L’augmentation de l’espérance de vie n’épargne pas les hauts dirigeants mondiaux, du moins ceux qui ont la chance de ne pas exercer leurs fonctions dans le sous-continent indien. Pendant un temps, ces derniers remplissent leur escarcelle en donnant des conférences des conférences grassement payées devant des publics en smoking et robes longues. Puis vient le très grand âge. Lorsqu’ils ont été épargnés par l’Alzheimer et autres tourments de cette période de la vie, ils ne se privent pas de donner de leur résidence dotée de tous les gadgets pour seniors leur sentiment sur la marche du monde. C’est ainsi que Le Monde vient de publier un long entretien avec l’ancien chancelier allemand Helmut Schmidt, 93 ans aux cerises, qui fut à la tête de la République Fédérale d’Allemagne à l’époque où Valéry Giscard d’Estaing était titulaire d’un bail rue du Faubourg Saint-Honoré.
Avant d’entrer dans le détail des propos tenus par Helmut Schmidt, je tiens à lui rendre un hommage tout particulier pour sa résistance à l’air du temps. En effet, pas plus tard que l’année dernière, en zappant sur la télévision d’une chambre d’hôtel de Vienne (Autriche), je tombais sur un talk show dont il était l’invité. Bien calé dans son fauteuil à roulettes, la mèche blanche impeccablement alignée le long d’une raie tirée au cordeau, l’homme de Hambourg répondait aux questions de son hôte en enchaînant cigarettes sur cigarettes. Pendant la petite demi-heure que dura l’entretien, il n’en grilla pas moins de quatre, si bien que l’émission de termina dans une sorte de brume, avec un animateur au bord de l’apoplexie phtisique. Chez Marlboro et Philip Morris on a dû sabrer le champagne pour cette pub impromptue démontrant que l’usage constant et immodéré du tabac peut vous conduire jusqu’au seuil du centenariat…

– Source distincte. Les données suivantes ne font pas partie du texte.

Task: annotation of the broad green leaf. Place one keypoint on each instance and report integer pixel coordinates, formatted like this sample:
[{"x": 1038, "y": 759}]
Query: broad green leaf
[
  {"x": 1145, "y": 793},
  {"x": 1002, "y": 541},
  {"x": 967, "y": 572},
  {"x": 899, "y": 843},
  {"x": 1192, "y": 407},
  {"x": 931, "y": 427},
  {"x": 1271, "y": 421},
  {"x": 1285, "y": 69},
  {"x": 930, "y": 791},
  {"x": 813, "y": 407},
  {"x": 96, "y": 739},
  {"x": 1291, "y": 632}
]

Ce vieillard indigne, donc, n’est pas du genre à cultiver l’indulgence bienveillante d’un elder statesman à l’égard de la nouvelle génération d’hommes et de femmes politiques qui sont aujourd’hui en charge du destin de l’Europe et du monde. Son style est plutôt celui d’un papy flingueur qui tire sur tout ce qui bouge. Il retrouve dans ce domaine les qualités qui firent de lui un officier tireur d’élite de la Flak, la défense antiaérienne de la Wehrmacht de la seconde guerre mondiale. Angela Merkel, Wolfgang Schäuble sont, pour lui, des amateurs qui n’ont aucune connaissance du fonctionnement des marchés internationaux . Il se moque de « comment s’appelle-t-il déjà… » le président du Conseil européen Herman van Rompuy, et refuse de mettre sa mémoire à l’épreuve pour se remémorer le nom de Catherine Ashton, Haute Représentante de l’UE pour la politique extérieure. Ne trouvent grâce à ses yeux que le Luxembourgeois Jean-Claude Juncker, mais qui, s’empresse-t-il d’ajouter, représente un pays trop petit pour peser de manière décisive sur les affaires européennes, et Jean-Claude Trichet, dont, malheureusement, les jours à la tête de la Banque centrale européenne prennent bientôt fin…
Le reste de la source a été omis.